Can We Solve the Civics Education Crisis?Roundup
tags: polarization, civics, teaching history, social studies
Glenn C. Altschuler is the Thomas and Dorothy Litwin professor of American studies at Cornell University. He is the author of co-author of 12 books, including (with Isaac Kramnick) "Cornell: A History, 1940-2015."
David Wippman is the President of Hamilton College and the former dean of the University of Minnesota Law School.
According to the most recent analysis by the National Assessment of Educational Progress, only 13 percent of eighth graders are proficient in U.S. history — down from a peak of 18 percent in 2014. A mere 22 percent of those students are proficient in civics, the first decline since the test began in 1998.
Adults fare little better. Less than half of those surveyed could name the three branches of government (1 in 4 could not name any). Nor did they know that a 5-4 Supreme Court ruling becomes the law of the land.
The belief that an educated citizenry is the best protection for democracy is as old as the Republic. As George Washington asked in the founding era: “What species of knowledge” is more important than “the science of government?”

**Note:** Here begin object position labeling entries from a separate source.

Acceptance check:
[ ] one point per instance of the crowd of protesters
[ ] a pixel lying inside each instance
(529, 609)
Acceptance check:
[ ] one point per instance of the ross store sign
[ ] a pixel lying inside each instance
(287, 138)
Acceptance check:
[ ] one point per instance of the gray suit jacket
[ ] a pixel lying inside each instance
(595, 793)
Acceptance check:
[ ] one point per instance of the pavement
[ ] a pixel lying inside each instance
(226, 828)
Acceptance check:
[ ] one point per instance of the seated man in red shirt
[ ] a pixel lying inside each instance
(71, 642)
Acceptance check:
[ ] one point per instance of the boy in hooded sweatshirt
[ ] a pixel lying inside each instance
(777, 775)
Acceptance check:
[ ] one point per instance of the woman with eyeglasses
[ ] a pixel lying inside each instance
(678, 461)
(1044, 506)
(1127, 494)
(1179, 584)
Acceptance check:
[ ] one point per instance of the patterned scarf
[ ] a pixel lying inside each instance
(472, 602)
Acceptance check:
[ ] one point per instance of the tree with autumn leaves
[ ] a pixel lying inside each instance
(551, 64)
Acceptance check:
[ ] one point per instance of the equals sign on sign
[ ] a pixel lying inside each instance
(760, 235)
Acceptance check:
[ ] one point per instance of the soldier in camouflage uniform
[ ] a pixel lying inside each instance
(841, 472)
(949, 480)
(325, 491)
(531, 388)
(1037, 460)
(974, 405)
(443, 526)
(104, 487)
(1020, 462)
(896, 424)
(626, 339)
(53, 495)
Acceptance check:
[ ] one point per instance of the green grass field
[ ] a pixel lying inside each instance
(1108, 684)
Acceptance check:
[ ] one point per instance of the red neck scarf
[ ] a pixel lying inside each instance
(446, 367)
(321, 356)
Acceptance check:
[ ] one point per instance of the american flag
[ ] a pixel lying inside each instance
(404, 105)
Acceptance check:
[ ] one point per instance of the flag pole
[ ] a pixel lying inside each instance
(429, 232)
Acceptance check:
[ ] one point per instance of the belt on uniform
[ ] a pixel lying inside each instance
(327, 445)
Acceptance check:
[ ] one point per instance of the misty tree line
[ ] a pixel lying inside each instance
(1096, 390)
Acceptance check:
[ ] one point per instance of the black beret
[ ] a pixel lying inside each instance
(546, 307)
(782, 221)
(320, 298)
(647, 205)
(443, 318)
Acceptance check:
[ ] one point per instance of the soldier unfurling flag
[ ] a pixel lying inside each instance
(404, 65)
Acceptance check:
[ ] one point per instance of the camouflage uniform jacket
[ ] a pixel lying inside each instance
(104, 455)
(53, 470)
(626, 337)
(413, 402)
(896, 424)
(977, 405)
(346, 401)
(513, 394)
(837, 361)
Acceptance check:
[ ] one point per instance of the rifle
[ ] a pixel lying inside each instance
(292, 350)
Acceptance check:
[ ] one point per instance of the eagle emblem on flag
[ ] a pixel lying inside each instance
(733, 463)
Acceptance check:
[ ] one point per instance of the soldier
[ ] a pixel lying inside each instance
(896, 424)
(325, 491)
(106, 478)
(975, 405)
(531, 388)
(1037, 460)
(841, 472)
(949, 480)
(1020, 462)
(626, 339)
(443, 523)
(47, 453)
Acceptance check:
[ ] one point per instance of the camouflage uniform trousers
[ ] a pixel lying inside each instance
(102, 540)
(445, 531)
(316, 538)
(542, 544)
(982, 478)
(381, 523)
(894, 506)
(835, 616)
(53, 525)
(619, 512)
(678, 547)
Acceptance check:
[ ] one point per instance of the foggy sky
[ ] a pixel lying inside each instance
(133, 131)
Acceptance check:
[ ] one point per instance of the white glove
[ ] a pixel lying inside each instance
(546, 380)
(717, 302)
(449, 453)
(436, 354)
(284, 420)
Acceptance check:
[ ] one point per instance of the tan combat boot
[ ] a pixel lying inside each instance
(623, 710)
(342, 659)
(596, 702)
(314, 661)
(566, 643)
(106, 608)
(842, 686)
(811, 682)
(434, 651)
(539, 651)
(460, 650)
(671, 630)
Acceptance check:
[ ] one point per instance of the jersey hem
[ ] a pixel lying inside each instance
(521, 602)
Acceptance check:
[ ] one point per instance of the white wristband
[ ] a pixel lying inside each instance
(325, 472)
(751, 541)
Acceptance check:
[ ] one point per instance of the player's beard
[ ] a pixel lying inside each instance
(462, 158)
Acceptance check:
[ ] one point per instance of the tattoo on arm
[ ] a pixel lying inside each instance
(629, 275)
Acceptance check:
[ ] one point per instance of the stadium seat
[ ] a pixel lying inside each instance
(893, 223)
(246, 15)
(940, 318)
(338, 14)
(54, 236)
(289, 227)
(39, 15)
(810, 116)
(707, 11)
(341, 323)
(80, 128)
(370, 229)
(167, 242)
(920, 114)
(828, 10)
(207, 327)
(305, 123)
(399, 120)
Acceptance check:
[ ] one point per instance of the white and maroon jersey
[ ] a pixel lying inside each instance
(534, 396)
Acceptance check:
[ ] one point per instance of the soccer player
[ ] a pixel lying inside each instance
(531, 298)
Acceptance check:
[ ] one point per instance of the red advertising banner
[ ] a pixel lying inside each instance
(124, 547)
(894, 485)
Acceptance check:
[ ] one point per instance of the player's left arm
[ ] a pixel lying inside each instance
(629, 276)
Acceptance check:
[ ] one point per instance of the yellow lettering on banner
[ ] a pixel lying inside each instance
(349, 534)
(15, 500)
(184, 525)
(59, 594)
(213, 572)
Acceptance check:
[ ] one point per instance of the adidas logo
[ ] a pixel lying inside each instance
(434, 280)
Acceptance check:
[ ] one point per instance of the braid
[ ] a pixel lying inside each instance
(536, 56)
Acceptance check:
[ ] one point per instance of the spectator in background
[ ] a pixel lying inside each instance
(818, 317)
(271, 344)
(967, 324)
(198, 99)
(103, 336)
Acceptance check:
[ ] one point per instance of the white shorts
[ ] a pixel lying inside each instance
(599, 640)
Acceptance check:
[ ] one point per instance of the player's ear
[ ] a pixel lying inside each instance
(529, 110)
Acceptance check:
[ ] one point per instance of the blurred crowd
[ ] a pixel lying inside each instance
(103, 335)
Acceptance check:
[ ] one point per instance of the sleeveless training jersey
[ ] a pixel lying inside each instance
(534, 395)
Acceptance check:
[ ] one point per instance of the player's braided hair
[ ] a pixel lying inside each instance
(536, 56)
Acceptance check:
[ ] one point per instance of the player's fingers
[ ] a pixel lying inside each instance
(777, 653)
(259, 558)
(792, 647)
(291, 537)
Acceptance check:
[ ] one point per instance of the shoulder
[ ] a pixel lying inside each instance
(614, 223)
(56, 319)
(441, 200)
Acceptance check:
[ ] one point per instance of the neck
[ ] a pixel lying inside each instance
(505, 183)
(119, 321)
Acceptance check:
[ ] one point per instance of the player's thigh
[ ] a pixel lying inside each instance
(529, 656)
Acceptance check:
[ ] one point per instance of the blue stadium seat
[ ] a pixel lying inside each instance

Yet, U.S. history and civics curriculums have long been attacked from the political right as insufficiently patriotic and from the left as woefully incomplete and discriminatory. In short, Americans have never agreed about what should be taught when it comes to our nation’s history and government. And as this latest round of test scores suggests, that has real implications for schoolchildren.
How to teach American history and civics was not initially an issue of national debate or concern. At the nation’s founding, most Americans received little or no formal schooling, but learned instead from family, work and church.
That began to change with the adoption of universal, state-funded education. By the 1840s, education reformers like Horace Mann argued that publicly supported schools could help to create “disciplined, judicious, republican citizens” by “teaching the basic mechanics of government and imbuing students with loyalty to America and her democratic ideals.”
To protect public schools from “the tempest of political strife,” fears spurred in part by the arrivals of immigrants, Mann insisted civics be presented in a nonpartisan, nonsectarian manner — even as he and his allies, consciously or not, imbued their own values into this supposedly neutral curriculum. Civics was taught through study, memorization and recitation of patriotic speeches and foundational texts, such as the Declaration of Independence and U.S. Constitution. These exercises were paired with readings from the King James Bible “that exemplified the Protestant ethic.”
Unsurprisingly, controversies arose. Abolitionists complained that the nonpartisanship required the exclusion of anti-slavery principles. Catholic leaders attacked non-sectarianism as a stealth imposition of Protestantism, prompting “school wars” that led to the creation of the Catholic parochial school system.